Plastic debris threatens marine wildlife: “Terrifying”
Bits of plastic in the stomach, chemical softeners in the blood and deadly nooses around the throat.
Almost all marine species are already thought to be negatively affected by plastic debris in the sea, according to the World Wildlife Fund (WWF), which expects plastic emissions to quadruple by 2050.
In the remote Arctic sea ice and at the bottom of the Mariana Trench – eleven kilometres below the surface. Plastics are now found in all the world’s oceans and most marine species are already or will be adversely affected by the litter, according to a WWF report compiling some 2,500 studies and covering 2,144 species in the marine environment.
For example, it is estimated that around 90% of all seabirds – from albatrosses to gulls and turkeys – and more than 50% of all sea turtles have eaten plastic.
– Plastics have been found in everything from small organisms like plankton to whales and dolphins. It’s frightening,” says Inger Näslund, senior marine expert at WWF.
– In large animals such as whales and dolphins, it is discovered when they have died and become stranded. This may be because they have been internally damaged by a plastic object or because plastic has become lodged in their internal organs, preventing them from eating and starving them to death.
Expected to increase
WWF links the increasing production and consumption of the synthetic material to the fact that the oceans are filled with so much plastic. Today, consumption is 300 million tonnes – but by 2040 that figure is expected to double, according to WWF, which also predicts a four-fold increase in plastic emissions into the sea by 2050.
In pure numbers, this means an increase from 11 million tonnes of plastic ending up in the sea every year to 44 million tonnes.
– We need to stop the flow of plastic from land to sea,” says Inger Näslund.
– Plastics contain many different substances, both toxins and endocrine disruptors. In the long term, it can make species sick or negatively affect their ability to reproduce.
Threats to ecosystems
The Mediterranean Sea, the East China Sea, the Yellow Sea and the Arctic sea ice are among the areas at risk of exceeding ecologically dangerous levels of microplastics. And it’s not just animals – marine ecosystems like coral reefs and mangroves are already facing tough threats like ocean acidification, global warming and overfishing.
– When coral animals ingest microplastics, their resistance to other threats is reduced, Näslund says.
– But mangrove roots and coral reefs also act as nurseries for fish and crustaceans. Covering them with plastic debris reduces their space, which in turn can affect biodiversity.
All kinds of plastic end up in the ocean depths – from objects falling from large container ships to broken fishing nets and ropes that tear loose in stormy weather. The big culprit, however, is single-use plastic products, which in 2018 were estimated to account for 60-95% of all plastic debris at sea.
– There are plastic bags, bottles, boxes and other things that come from land,” says Näslund.
– However, the plastic we can see with the naked eye is just the tip of a plastic mountain. A lot sinks to the bottom, we only see one percent of all the plastic in the oceans. Usually what is on the beaches.

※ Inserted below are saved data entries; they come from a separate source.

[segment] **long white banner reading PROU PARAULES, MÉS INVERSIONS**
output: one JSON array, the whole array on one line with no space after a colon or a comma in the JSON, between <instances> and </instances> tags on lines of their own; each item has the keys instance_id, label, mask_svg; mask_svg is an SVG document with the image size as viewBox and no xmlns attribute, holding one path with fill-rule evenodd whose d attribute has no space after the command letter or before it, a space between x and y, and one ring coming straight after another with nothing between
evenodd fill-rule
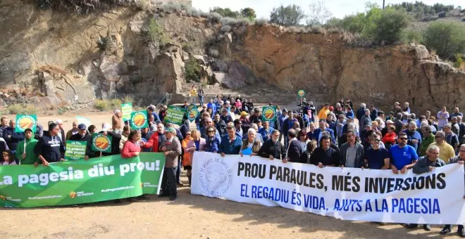
<instances>
[{"instance_id":1,"label":"long white banner reading PROU PARAULES, M\u00c9S INVERSIONS","mask_svg":"<svg viewBox=\"0 0 465 239\"><path fill-rule=\"evenodd\" d=\"M195 152L194 195L285 207L342 220L464 224L464 167L426 174L318 168L263 157Z\"/></svg>"}]
</instances>

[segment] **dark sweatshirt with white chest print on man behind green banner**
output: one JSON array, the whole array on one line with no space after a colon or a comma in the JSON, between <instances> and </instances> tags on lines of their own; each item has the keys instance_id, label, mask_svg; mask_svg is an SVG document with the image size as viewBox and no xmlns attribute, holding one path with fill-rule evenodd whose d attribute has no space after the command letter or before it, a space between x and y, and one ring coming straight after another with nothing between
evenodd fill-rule
<instances>
[{"instance_id":1,"label":"dark sweatshirt with white chest print on man behind green banner","mask_svg":"<svg viewBox=\"0 0 465 239\"><path fill-rule=\"evenodd\" d=\"M60 162L65 155L65 147L58 136L42 136L35 145L34 153L42 155L47 162Z\"/></svg>"}]
</instances>

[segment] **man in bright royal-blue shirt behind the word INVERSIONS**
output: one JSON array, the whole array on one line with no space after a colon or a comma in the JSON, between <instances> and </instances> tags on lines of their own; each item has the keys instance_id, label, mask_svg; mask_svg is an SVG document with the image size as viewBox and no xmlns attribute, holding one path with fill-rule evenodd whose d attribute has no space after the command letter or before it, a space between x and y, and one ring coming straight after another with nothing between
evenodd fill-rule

It is difficult and costly to catch plastic that has already been in the water – and once it has broken down into microplastics, it is virtually impossible. The issue of stemming the plastic tide will be addressed when the UN Environment Assembly meets at the end of the month. More than 150 countries are behind the call to start negotiating a global legally binding plastics agreement.
– International negotiations take time. But we need to agree on how to manage the plastic and how to reduce the discharge into the sea,” says Näslund.
– Regulatory systems are needed for the production, disposal and trade of plastics. We already have a lot of plastic, the best thing would be to reuse it to stop the proliferation and manufacture of single-use plastic.
The report “Impacts of plastic pollution in the ocean on marine species, biodiversity and ecosystems” has been produced for WWF by the German Alfred Wegener Institute, which researches marine and polar issues.
It is a summary of more than 2,500 research studies and is described as one of the most comprehensive in the field to date.
The report indicates that 2,144 species in the marine environment are affected by plastic pollution in the marine areas covered by the review.
Scientists estimate that up to 90% of all seabirds and 52% of all sea turtles ingest plastic.
Around 99% of plastic’s raw materials come from oil and fossil energy, so-called virgin plastic. 11 million tons of plastic debris leaks to the oceans each year from land and a smaller part from shipping and fishing.